I therefore believe it is only a matter of time until China goes through yet another phase of decentralization, but that will most likely be merely another part of a perpetual cycle. The cycle will continue unless China’s challenges are translated into political action and fundamental changes are made to the institutional foundations of governance. Such changes, however, will involve the Chinese bureaucracy and official ideology and are unlikely to happen in the foreseeable future.

Q: What are some of the findings from your research into the Chinese bureaucracy?

Over the last decade, I have been conducting fieldwork and studying the inner workings of the Chinese bureaucracy in action: observing how local officials behave in problem solving, crises management, policy implementation, and interact with both higher authorities and lower-ranking bureaucrats. I have developed theoretical models and arguments about how the Chinese state has been organized and how it operates both at the local levels (bottom-up perspective) and central level (top-down perspective).
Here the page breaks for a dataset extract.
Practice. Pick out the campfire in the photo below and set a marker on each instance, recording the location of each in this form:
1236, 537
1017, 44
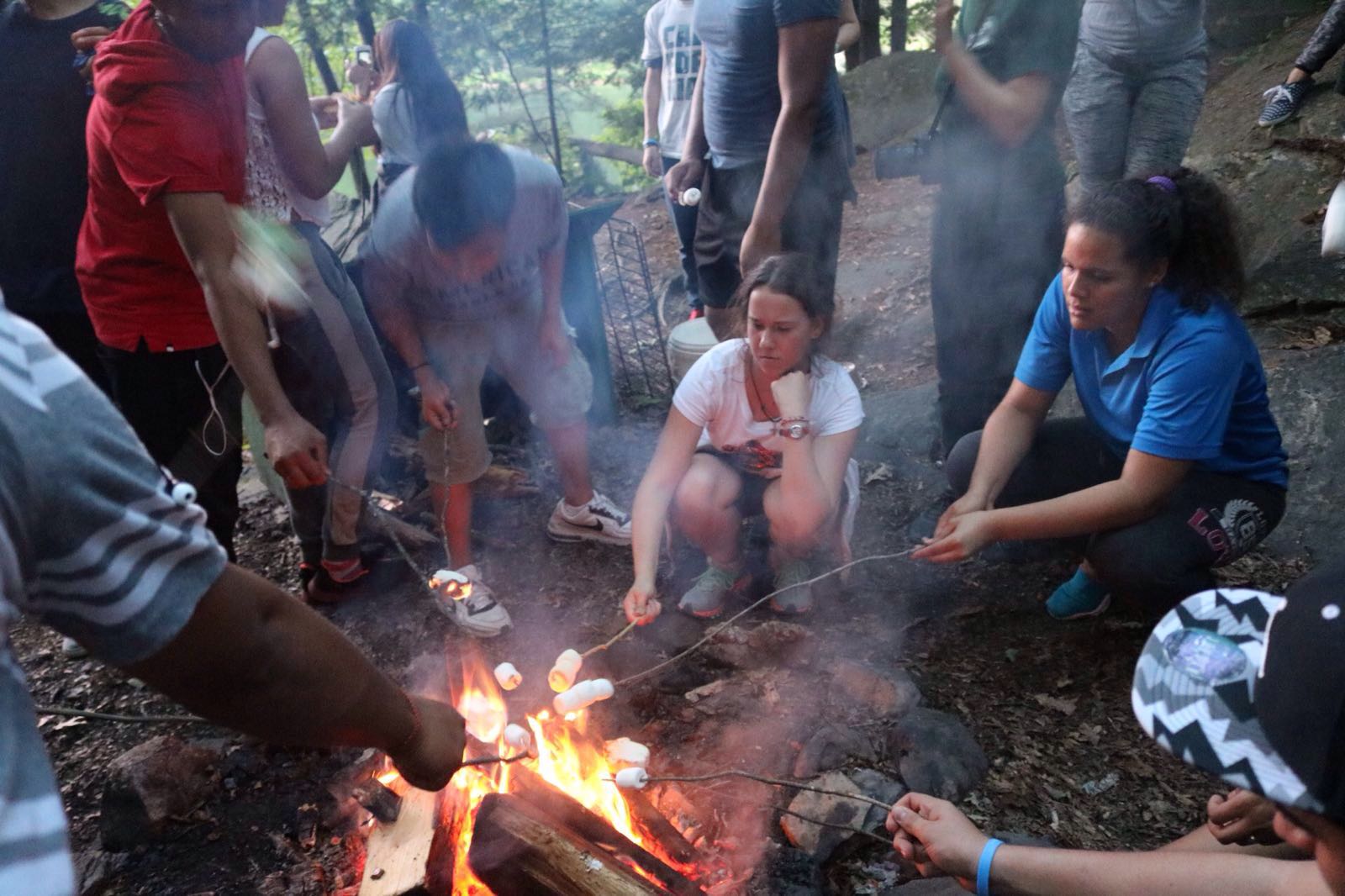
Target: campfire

As part of that project, I have been studying patterns of career mobility among bureaucrats in the Jiangsu Province, which has the second largest economy in China, just behind Shanghai. I now have a dataset encompassing half a million records on more than 40,000 officials, detailing their career flows from 1990 to 2013. This project sheds light on many important issues related to the Chinese bureaucracy and governance in China. For example, the dual authority between the party and government lines is a defining feature of the party-state in China. We can examine the key characteristics of this phenomenon through the lens of personnel management, that is, how officials are moving through different positions between the party and government. We have a paper forthcoming on this topic.

Another line of research in this project is what I call “stratified spatial mobility,” meaning a pattern whereby just a handful of officials are able to move beyond the administrative jurisdiction along the bureaucratic ladder into the immediate next higher-level administrative jurisdiction, whereas most officials stay within their own jurisdiction for life. It’s polarized mobility, in stark contrast between spatial mobility and local mobility. That’s why in each locality there are dense social networks and strong boundaries. This type of stratified mobility in the Chinese bureaucracy has huge consequences for understanding how China is governed. For example, local networks fiercely protect each other and have strong ties with those officials at an immediate authority, resulting in collusion among local governments when they respond to crises or interact with higher authorities. The failure to keep the Wuhan coronavirus outbreak from becoming an epidemic is a case in point. So we opened this conversation with the coronavirus and end it with the same topic.